Penguins break losing streak, beat Predators, 4-1

The to-do list might not have been spelled out on one of the Penguins' many dry-erase boards, but the items were pretty obvious.

They addressed a good number of them, too, in a 4-1 win against the Nashville Predators Friday night at Consol Energy Center.

"We did check off a bunch of things," coach Dan Bylsma said.

In essentially descending order of importance, they:

• Won a game, ending a three-game slide.

• Scored more than one goal, something they hadn't done in any of those three losses. In fact, their four goals were one more than their total from that streak.

• Scored three even-strength goals after getting none the previous three games.

• Got a goal from top-line right winger Pascal Dupuis, who ended a 12-game drought when he tied the score, 1-1, at 12:36 of the first period.

"It felt good," said Dupuis, who scored off of a faceoff play, a goal that started to turn the game in the Penguins' direction, although Dupuis thought the go-ahead goal is what really set the tone.

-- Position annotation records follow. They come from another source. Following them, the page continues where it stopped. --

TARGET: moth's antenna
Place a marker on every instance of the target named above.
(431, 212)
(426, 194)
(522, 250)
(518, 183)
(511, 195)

That capped a power play when James Neal, in front of Nashville goaltender Marek Mazanec, tipped in a hard shot from the center point by Evgeni Malkin for a 2-1 Penguins lead at 15:56 of the first period. Chris Kunitz also was in front of the net, screening Mazanec.

Sidney Crosby's pass to Malkin from the right side earned him an assist that gave him 25 points and sole possession of the NHL scoring lead.

"They got what we talked about -- a greasy goal. Two guys there screening him, and [Neal] gets the tip-in," Dupuis said.

The Penguins got second-period goals from Kris Letang and Brandon Sutter to pull away.

"I thought in the second [period] we really took over the game, shift after shift," Bylsma said.

One item not addressed was Malkin's goal-less streak. It reached 12 games, but he had two assists to run his streak of games with at least one assist to six and his season point total to 18 in 19 games.

"I don't think we'd be talking about it if we were winning games," Malkin's linemate, Neal, said. "When you start losing a bit, you're going to start pointing fingers. I think if you saw the way he's going to the net, the plays he's making and his passes are right on.

"Just because he hasn't scored for a few games doesn't mean he's not playing well. He's flying out there. He's making great plays. I think you underestimate his vision and how good his passing is."

Another area of concern for the Penguins still dogged them early, when they turned the puck over several times.

"Probably the first six minutes of the game, they carried [the play]," Bylsma said of the Predators, who were pressing for a win as they finished a seven-game road trip and, like the Penguins, had lost three games in a row.

"They are a hard forechecking team, and they certainly did that -- they came pretty hard at us," Bylsma said. "They ended up getting the lead in the game, but, after that, I thought our team played extremely well.

"To hold a team below 20 shots in a game, you're not giving up much, either."

Nashville got 18 shots, and Penguins goaltender Marc-Andre Fleury stopped 17 of them for his 11th win.

The only one that eluded him took a circuitous route.

A shot by defenseman Kevin Klein from the right point glanced off of the stick of Malkin, off the skate of Penguins defenseman Olli Maatta, somewhere off Predators winger Gabriel Bourque and under Fleury's pads for a 1-0 lead at 2:28 of the first period.

Bourque was credited with the goal.

"I saw the replay when they showed it in slow-mo," Fleury said. "It was crazy, just ding-ding-ding."

On the Dupuis goal, Sutter won a faceoff to Mazanec's right and got the puck to Matt D'Agostini, who fed Dupuis. The assist was D'Agostini's first point in a Penguins uniform.

Neal's goal was his first in his injury-shortened season.

Letang pinched in and converted a feed from Malkin, who was behind the net, for a 3-1 lead at 7:58 of the second period.